In the mid-2000s, Marina was quite active in performing around Cape Town and Maputo, and playing at venues and festivals in South Africa, Swaziland and Mozambique with the band “The Rocats”, and later on with the “Gravity Regulators”. Eventually, she represented Mozambique in a Slam Poetry contest in Reunion Island.
Over the last few years, she’s been involved in poetry and fashion collaboration with a local brand called “Xipixi”, ran by designer António Macheve. Through another collaboration on the album of local hip-hop artist Simba, he discovered Marina’s poetry and asked her to collaborate on two of Xipixi’s shows in Johannesburg where models walked to poetry blended into jazz, blues and hip-hop tunes.

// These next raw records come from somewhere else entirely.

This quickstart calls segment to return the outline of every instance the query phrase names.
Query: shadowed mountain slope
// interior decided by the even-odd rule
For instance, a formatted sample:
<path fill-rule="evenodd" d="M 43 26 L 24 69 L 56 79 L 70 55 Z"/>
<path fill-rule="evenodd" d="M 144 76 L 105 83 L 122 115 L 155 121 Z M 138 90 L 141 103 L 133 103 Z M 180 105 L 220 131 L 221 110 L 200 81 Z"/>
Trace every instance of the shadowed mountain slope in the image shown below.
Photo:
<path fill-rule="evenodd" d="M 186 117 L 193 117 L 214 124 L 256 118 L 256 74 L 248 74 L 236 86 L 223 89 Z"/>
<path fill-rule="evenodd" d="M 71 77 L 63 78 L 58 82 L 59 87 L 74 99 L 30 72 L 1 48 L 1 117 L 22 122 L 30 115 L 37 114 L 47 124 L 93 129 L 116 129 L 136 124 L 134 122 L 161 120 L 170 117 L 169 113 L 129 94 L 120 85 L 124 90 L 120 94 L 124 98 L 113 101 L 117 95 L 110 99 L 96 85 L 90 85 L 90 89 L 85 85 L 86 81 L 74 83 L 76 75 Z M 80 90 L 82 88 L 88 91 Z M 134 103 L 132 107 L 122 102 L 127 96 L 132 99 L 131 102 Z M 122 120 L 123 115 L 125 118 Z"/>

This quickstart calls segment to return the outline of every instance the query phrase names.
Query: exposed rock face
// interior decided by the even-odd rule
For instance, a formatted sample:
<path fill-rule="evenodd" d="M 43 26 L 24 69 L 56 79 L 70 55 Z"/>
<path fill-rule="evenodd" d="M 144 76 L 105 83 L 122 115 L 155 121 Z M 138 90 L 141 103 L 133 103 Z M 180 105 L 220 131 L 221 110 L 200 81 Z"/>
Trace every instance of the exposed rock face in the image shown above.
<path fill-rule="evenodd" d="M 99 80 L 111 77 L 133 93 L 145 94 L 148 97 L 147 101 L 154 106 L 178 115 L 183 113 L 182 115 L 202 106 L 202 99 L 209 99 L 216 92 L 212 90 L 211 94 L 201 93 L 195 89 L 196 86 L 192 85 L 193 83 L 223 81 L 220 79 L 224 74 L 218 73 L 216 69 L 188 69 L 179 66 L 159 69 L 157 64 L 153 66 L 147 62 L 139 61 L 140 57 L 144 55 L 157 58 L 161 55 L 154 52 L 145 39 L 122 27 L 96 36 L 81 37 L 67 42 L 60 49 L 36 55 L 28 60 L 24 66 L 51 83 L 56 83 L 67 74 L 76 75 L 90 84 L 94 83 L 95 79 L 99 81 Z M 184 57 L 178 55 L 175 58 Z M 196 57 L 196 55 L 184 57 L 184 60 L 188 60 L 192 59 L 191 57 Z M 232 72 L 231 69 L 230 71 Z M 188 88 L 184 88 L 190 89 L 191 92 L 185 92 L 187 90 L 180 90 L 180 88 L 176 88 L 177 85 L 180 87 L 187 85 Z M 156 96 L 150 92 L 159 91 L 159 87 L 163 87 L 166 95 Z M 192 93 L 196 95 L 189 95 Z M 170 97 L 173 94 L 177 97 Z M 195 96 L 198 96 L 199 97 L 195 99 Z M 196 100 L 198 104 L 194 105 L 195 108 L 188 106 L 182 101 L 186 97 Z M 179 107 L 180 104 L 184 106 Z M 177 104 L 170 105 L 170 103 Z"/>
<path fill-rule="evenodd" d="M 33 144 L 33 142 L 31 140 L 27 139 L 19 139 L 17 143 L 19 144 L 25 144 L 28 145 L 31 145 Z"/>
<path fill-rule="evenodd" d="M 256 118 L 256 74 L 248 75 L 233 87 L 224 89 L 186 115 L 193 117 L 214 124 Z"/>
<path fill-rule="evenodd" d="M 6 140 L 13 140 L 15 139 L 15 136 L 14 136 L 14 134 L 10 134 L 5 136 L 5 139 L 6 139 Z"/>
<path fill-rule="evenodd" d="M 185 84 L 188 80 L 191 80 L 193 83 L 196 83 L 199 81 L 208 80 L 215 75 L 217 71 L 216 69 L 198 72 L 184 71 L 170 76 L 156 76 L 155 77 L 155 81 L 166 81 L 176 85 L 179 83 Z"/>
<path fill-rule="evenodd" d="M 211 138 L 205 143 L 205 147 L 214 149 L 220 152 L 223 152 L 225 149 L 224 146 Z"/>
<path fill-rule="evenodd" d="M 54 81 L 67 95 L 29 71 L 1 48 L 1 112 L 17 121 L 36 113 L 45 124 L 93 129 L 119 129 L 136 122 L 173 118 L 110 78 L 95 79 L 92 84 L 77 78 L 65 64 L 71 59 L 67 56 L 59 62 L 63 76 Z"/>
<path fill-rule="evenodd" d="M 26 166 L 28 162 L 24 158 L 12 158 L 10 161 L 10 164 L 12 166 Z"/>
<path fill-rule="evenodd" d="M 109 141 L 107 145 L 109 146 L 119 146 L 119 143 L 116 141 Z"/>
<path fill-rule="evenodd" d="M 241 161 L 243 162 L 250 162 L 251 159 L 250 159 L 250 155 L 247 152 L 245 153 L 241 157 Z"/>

How is your process of creation?
I’ve been writing since I can remember and I’ve always been visual. Even in telling an event, I treat it like a series of episodes, where I have to set the stage, give character backgrounds and add all kinds of entertainment. I believe I approach my writings the same way. Even in a few lines or words, I always choose to tell a story. However, I mostly write when prompted. I like inspiration to come naturally, and whenever I find it, I follow it. Once the idea is on the page, it’s a matter of writing, re-writing, polishing and reaching a point where I feel I can share it.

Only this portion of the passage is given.